= Revolutionary Struggle (Ireland) =

Revolutionary Struggle was a small militant Irish Althusserian group active in Dublin from 1975 until 1985. It produced a quarterly magazine entitled The Ripening of Time which provided a Marxist–Leninist analysis of the political situation in Ireland. The group was led by Michael Youlton, a man known as "Mick the Greek", and was heavily influenced by Italian groups such as the Red Brigades and Prima Linea.

Members of the group were involved in various causes and campaigns in the early 1980s, working with local campaign groups such as the Anti Amendment Campaign that campaigned against the pro-life amendment to the Irish Constitution.

In 1981, the group shot British Leyland executive Geoffrey Armstrong three times in the legs in what was claimed as revenge for the 1981 Irish hunger strike in which seven Provisional IRA and three INLA volunteers died.

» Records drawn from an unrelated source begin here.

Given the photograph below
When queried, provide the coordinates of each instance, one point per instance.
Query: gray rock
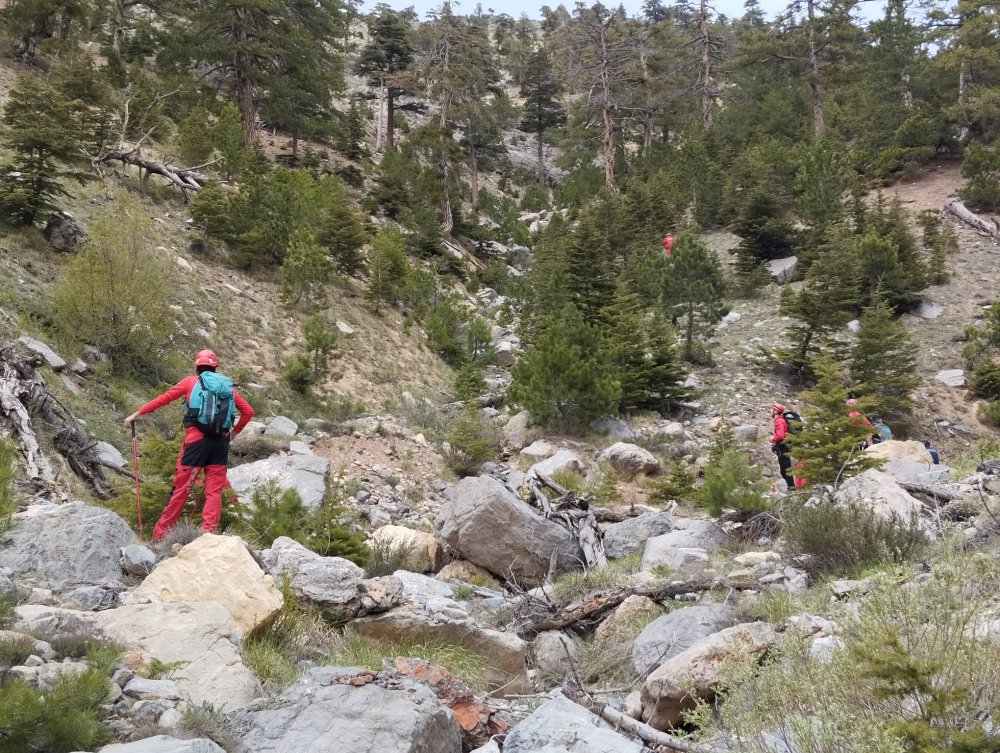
(630, 459)
(686, 534)
(109, 455)
(951, 377)
(563, 459)
(631, 534)
(57, 546)
(554, 651)
(42, 351)
(151, 690)
(669, 635)
(561, 726)
(515, 431)
(492, 527)
(331, 583)
(929, 310)
(280, 426)
(614, 428)
(782, 270)
(304, 473)
(137, 560)
(164, 744)
(64, 233)
(321, 712)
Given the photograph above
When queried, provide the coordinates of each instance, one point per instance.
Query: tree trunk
(243, 64)
(473, 179)
(390, 116)
(541, 155)
(117, 26)
(817, 91)
(705, 75)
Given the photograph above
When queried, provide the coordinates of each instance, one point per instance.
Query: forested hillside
(622, 382)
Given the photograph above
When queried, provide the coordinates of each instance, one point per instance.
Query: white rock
(951, 377)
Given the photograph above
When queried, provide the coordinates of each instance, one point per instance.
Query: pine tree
(643, 347)
(884, 365)
(694, 287)
(387, 267)
(306, 269)
(828, 448)
(823, 306)
(562, 379)
(386, 57)
(42, 135)
(343, 231)
(540, 90)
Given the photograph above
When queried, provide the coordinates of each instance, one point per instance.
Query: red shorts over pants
(210, 454)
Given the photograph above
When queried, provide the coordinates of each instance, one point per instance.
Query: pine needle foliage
(883, 361)
(829, 445)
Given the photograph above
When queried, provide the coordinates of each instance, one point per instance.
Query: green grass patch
(359, 651)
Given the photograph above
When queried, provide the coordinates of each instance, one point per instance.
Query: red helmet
(206, 358)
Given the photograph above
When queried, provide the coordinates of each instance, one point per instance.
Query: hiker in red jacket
(198, 451)
(778, 445)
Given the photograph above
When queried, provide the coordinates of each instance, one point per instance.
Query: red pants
(184, 478)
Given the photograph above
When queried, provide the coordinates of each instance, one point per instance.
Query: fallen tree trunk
(957, 209)
(590, 613)
(185, 179)
(24, 398)
(574, 514)
(632, 726)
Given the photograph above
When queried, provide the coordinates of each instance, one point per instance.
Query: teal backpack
(211, 406)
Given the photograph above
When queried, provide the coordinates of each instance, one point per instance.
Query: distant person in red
(200, 449)
(778, 445)
(668, 241)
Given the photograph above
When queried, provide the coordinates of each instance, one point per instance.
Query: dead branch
(24, 398)
(587, 614)
(632, 726)
(957, 209)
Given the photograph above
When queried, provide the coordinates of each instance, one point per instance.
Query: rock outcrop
(215, 568)
(492, 527)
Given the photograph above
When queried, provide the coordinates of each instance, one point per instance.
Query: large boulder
(562, 460)
(492, 527)
(630, 459)
(422, 552)
(675, 632)
(895, 449)
(667, 693)
(215, 568)
(688, 533)
(64, 233)
(306, 474)
(430, 614)
(561, 726)
(782, 270)
(881, 492)
(331, 583)
(515, 431)
(344, 709)
(201, 636)
(42, 351)
(632, 533)
(60, 546)
(164, 744)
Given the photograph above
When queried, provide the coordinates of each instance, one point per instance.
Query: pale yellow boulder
(895, 449)
(219, 569)
(667, 693)
(423, 553)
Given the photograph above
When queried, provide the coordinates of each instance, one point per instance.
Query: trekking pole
(135, 472)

The shooting took place in front of a packed lecture hall in Trinity College, Dublin. Irish investigative journalist Frank Connolly was arrested over the shooting but later released without charge. Jimmy Brown became associated with the group after he left the INLA/IRSP in the mid-80's. The group split up and dissolved by 1985 following internal disputes resulting in many members, including Terry Moore (sister of singer/songwriter Christy Moore) and Sean Murphy, going on to join Sinn Féin. Jimmy Brown went on to found the IPLO in 1986 and was shot dead in an internal feud in 1992.